水星と地球は近いように感じられるかもしれませんが、惑星探査において、非常に難易度の高い惑星です。これは、太陽に近いため、強い重力の影響で探査機が加速してしまうことや、水星の重力が小さいので接近するだけでは周回軌道に乗ることができないなどの理由が挙げられます。水星に到達するためには膨大なエネルギーが必要です。これを解決するのが、他の惑星の重力を使い、探査機の進行方向を変えたり、加減速する「惑星スイングバイ」です。

●ベピコロンボ計画について

この探査計画は、宇宙航空研究開発機構(JAXA)による水星磁気圏探査機「みお」と、欧州宇宙機関(ESA)による、水星表面探査機「MPO」の2機を同時に水星周回軌道へ送り込み、総合的な観測を行うことが目的です。2018年10月20日にギアナ宇宙センターから打ち上げられ、日本時間2020年4月10日(金)13時24分57秒に地球スイングバイが行われました。これが水星への道のりで地球に接近する最初で最後のタイミングでした。また、この時に「みおをみおくろう」というキャンペーンがあり、各地で「みお」の観測が行われました。今後の予定では、7年後の2025年12月に水星周回軌道へ投入することになっています。
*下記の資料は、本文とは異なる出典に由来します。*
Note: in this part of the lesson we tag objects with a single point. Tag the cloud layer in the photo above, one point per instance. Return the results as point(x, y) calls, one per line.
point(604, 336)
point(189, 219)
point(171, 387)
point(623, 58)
ちなみに「ベピコロンボ」という名前はイタリアの天体力学者ジュゼッペ・コロンボ(1920-1984)にちなんで名付けられています。これまで水星に近づくことができたのは、マリナー10号とメッセンジャーの2機だけですが、ベピコロンボ計画では、水星周回軌道に探査機を送り込むために、合計9回の惑星スイングバイを予定しています。これは惑星探査機としては、史上最多の回数です。また、水星周回軌道へ辿り着くのに7年という歳月がかかるのは惑星スイングバイの待ち時間が含まれているためです。